Menkîbeler
Abdüllatif Uyan / abdullatif.uyan@tg.com.tr


Artık derse gelmiyceğim
29.04.2011

Abdullah bin Mübârek hazretleri, Sehl-i Tüsterî'ye gençliğinde ders okutuyor, kalbine feyizler akıtıyordu.

Sehl, bir gün geldiğinde;
"Hocam, ben bundan sonra sizin
dersinize gelemiyeceğim" dedi.

İbni Mübârek hazretleri;
"Neden yavrum?" deyince;

"Çünki sizin câriyeleriniz çok terbiyesiz. Dün sizin dama çıkmışlar, oradan bana; "benim Sehl'im, benim Sehlim!" diye seslenip, beni çağırıyorlardı" dedi.
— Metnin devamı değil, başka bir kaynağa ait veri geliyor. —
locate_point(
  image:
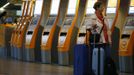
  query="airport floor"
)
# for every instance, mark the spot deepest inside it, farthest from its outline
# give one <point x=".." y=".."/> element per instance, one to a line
<point x="14" y="67"/>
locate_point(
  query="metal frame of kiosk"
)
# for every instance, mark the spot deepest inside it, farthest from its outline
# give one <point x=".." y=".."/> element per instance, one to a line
<point x="32" y="50"/>
<point x="15" y="32"/>
<point x="5" y="36"/>
<point x="46" y="56"/>
<point x="126" y="49"/>
<point x="49" y="50"/>
<point x="65" y="51"/>
<point x="29" y="34"/>
<point x="82" y="37"/>
<point x="20" y="39"/>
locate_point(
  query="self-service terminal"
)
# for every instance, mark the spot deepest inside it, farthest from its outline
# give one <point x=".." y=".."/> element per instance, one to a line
<point x="61" y="40"/>
<point x="82" y="37"/>
<point x="29" y="34"/>
<point x="126" y="49"/>
<point x="46" y="54"/>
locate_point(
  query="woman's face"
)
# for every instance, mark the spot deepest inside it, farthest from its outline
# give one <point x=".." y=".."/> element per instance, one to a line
<point x="101" y="8"/>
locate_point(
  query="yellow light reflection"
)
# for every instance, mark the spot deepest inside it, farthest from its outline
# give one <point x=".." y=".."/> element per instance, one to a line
<point x="91" y="3"/>
<point x="112" y="3"/>
<point x="132" y="3"/>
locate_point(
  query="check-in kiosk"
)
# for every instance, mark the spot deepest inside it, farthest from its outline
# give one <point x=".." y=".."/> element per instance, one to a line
<point x="126" y="47"/>
<point x="15" y="31"/>
<point x="20" y="36"/>
<point x="49" y="49"/>
<point x="32" y="49"/>
<point x="65" y="51"/>
<point x="64" y="30"/>
<point x="82" y="37"/>
<point x="46" y="57"/>
<point x="29" y="35"/>
<point x="5" y="36"/>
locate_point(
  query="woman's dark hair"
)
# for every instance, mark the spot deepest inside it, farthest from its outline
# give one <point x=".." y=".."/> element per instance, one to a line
<point x="3" y="14"/>
<point x="97" y="5"/>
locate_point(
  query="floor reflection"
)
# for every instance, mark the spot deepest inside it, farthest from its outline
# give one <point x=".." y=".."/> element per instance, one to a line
<point x="13" y="67"/>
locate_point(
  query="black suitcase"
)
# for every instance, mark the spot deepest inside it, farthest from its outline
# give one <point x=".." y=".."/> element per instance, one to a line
<point x="81" y="60"/>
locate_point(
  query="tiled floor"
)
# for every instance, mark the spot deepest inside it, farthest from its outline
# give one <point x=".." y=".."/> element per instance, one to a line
<point x="11" y="67"/>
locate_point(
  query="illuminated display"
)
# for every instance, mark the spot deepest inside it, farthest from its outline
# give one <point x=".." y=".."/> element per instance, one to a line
<point x="55" y="7"/>
<point x="111" y="8"/>
<point x="72" y="7"/>
<point x="131" y="9"/>
<point x="38" y="7"/>
<point x="90" y="6"/>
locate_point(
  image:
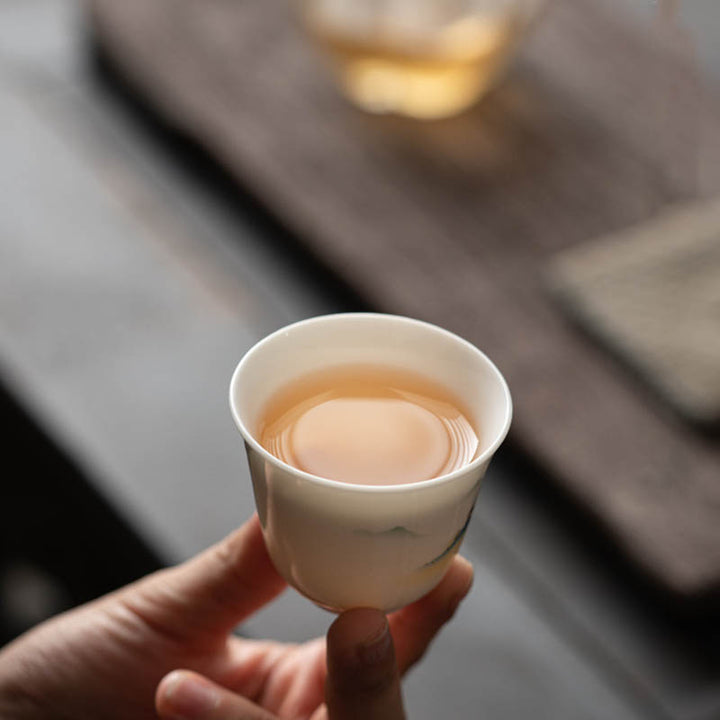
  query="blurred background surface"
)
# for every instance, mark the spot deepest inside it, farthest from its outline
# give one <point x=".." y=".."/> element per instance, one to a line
<point x="149" y="236"/>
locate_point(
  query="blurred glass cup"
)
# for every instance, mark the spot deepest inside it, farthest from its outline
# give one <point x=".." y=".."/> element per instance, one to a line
<point x="418" y="58"/>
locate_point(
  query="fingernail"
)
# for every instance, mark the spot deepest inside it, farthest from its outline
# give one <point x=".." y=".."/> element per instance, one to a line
<point x="377" y="644"/>
<point x="189" y="696"/>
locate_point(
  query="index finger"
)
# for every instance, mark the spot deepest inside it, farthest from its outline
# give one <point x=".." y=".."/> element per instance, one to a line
<point x="415" y="626"/>
<point x="214" y="591"/>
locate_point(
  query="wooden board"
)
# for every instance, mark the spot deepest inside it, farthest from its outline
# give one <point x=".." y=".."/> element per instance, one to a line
<point x="455" y="221"/>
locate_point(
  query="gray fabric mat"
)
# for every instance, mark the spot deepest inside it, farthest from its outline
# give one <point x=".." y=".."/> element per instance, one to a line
<point x="652" y="294"/>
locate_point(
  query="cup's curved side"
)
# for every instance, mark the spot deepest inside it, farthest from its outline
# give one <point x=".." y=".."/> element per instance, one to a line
<point x="343" y="548"/>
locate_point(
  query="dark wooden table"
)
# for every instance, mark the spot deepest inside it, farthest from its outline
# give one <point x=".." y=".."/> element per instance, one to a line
<point x="131" y="281"/>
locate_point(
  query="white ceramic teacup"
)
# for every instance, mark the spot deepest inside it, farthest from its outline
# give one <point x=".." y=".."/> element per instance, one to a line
<point x="344" y="545"/>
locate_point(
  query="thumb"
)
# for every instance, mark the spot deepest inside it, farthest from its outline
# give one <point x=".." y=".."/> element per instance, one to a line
<point x="213" y="592"/>
<point x="363" y="679"/>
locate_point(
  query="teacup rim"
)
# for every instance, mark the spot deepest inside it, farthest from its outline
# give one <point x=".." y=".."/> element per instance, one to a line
<point x="478" y="462"/>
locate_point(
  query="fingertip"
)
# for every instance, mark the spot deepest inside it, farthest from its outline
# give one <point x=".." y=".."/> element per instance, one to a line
<point x="359" y="637"/>
<point x="462" y="577"/>
<point x="185" y="694"/>
<point x="363" y="679"/>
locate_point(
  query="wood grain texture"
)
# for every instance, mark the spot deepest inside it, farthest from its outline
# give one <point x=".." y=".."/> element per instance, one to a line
<point x="454" y="221"/>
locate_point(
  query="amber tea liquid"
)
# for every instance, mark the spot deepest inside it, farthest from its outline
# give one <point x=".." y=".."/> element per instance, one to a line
<point x="404" y="61"/>
<point x="369" y="425"/>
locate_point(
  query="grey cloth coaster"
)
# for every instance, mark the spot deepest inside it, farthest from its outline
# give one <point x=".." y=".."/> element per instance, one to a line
<point x="652" y="293"/>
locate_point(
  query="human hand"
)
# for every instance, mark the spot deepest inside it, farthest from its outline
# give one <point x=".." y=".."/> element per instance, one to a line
<point x="116" y="657"/>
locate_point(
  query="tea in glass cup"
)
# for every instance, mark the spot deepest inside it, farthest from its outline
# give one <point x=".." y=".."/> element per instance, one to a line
<point x="418" y="58"/>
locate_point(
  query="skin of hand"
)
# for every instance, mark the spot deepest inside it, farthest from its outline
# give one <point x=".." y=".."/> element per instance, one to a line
<point x="163" y="646"/>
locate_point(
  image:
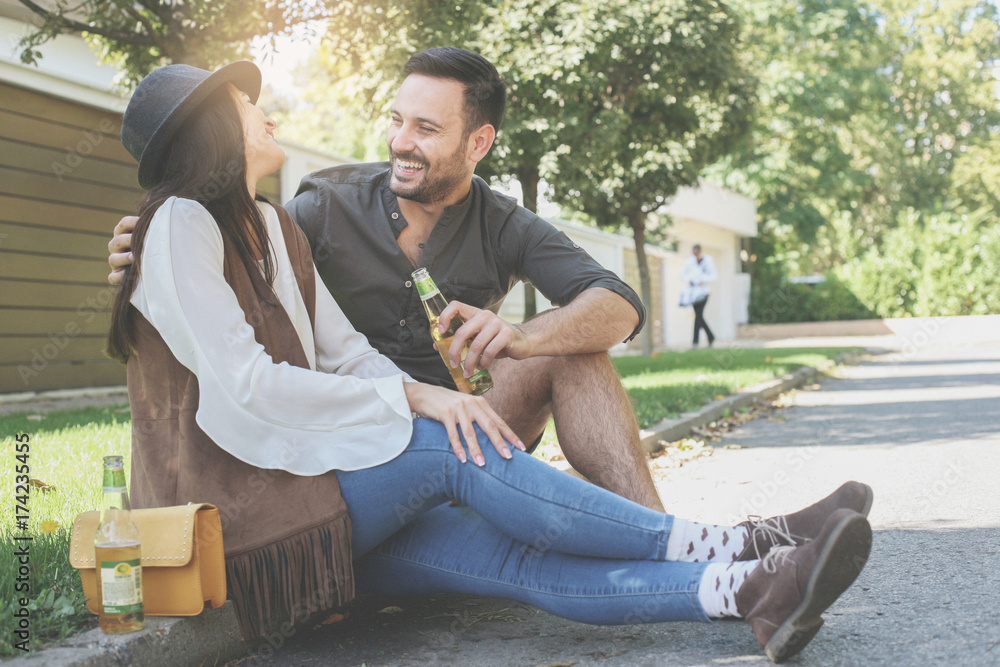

Ve huzûrdan ayrıldı. İbni Mübârek hazretleri diğer talebelere;
"Haydi Sehlin cenâzesine gidelim!" buyurdu.

Talebeler;
"Sehl vefât mı etti?" dediler.
"Evet, benim câriyem yok. Onun gördüğü kızlar Cennet hûrileriydi ve onu Cennete çağırıyorlardı" buyurdu.

* * *

Bir gün Sehl-i Tüsterî hazretlerine;
"En büyük mutluluk nedir? diye sordular.

Cevâbında;
"İnsanları sevindirmektir ama bir şartla" buyurdu.

"O şart nedir?" dediler.
"Unutacaksınız, karşılık beklerseniz, o ticâret olur ki, hiç kıymeti olmaz" buyurdu.

* * *


Bir gün de bu zâta;
"İyi insan nasıl olur efendim?" dediler.

Cevâbında;
"İyi insan, herkesin ihtiyâç duyduğu kimsedir, su gibi, hava gibi, gıdâ gibi" buyurdu.

Yine buyurdu ki:
"Onun elinden ve dilinden kimseye zarar gelmez, kimseye yük olmaz, yük çeker. Güler yüzlüdür, onu gören ferahlar".